Why is India standing with Putin’s Russia?

Why is India standing with Putin’s Russia?

Aljazeera

Since the beginning of Russia’s all-out invasion of Ukraine on February 24, the Indian government, and large segments of the Indian public, have firmly been on Putin’s side. Hashtags like #IStandWithPutin and #istandwithrussia trended on Indian social media, and the Indian government demonstrated – perhaps most notably by refusing to support UN resolutions condemning the invasion – that it is not willing to jeopardise its strong ties with Russia over Putin’s actions in Ukraine.

India’s approach to the situation in Ukraine is hardly surprising or atypical. Since the establishment of diplomatic ties following India’s independence in 1947, relations between Moscow and New Delhi have been shaped by a “high degree of political and strategic trust”. Across the years, Russia and India routinely took similar stances and supported each other on contentious international issues.
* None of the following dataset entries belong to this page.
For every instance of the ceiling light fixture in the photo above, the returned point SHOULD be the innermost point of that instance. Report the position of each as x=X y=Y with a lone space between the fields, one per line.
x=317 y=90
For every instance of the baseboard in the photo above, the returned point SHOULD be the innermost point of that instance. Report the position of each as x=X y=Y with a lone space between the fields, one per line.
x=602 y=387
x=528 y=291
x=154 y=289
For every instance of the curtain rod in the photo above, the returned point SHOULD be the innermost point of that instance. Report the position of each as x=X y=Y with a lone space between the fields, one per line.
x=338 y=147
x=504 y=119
A partnership based on mutual trust

From the very beginning, Moscow saw its alliance with India as essential for offsetting American and Chinese dominance in Asia. And India always enjoyed the leverage that support from a major power like Russia provided in international politics.
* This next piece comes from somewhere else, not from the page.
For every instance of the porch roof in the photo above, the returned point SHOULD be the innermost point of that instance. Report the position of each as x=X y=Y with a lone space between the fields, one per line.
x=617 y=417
In 1961, after India used its military to end Portuguese colonial sovereignty over Goa, Daman and Diu, for example, the US, the UK, France, and Turkey put forth a resolution condemning India and calling upon its government to withdraw its troops immediately. But the Soviet Union opposed the proposal.

In 1971, India and the Soviet Union signed the “Treaty of Peace, Friendship and Co-operation”. The treaty formalised India’s alliance with what was then a superpower and arguably ensured its preeminence in South Asia.

The Soviet Union and later Russia’s support for India on the issue of Kashmir has also been unrelenting and politically significant. In 1955, declaring support for Indian sovereignty over Kashmir, Soviet leader Nikita Khrushchev said, “We are so near that if ever you call us from the mountain tops we will appear at your side.” Since then, Moscow has been a bulwark against international intervention in Kashmir.

The Soviet Union vetoed UN Security Council resolutions in 1957, 1962 and 1971 that called for international intervention in Kashmir, insisting that it is a bilateral issue that needs to be solved through negotiations between India and Pakistan. And it took a similar stance on the Indo-Pak conflict in general. Such a stance was appreciated across the political spectrum in India.

In 1978, then Foreign Minister Atal Bihari Vajpayee – a founding member of the right-wing, Hindu nationalist Bharatiya Janata Party (BJP) who served as India’s prime minister between 1998 and 2004  – for example, put aside his ideological differences with the Soviet Union, and greeted a Soviet delegation to India saying, “our country found the only reliable friend in the Soviet Union alone”.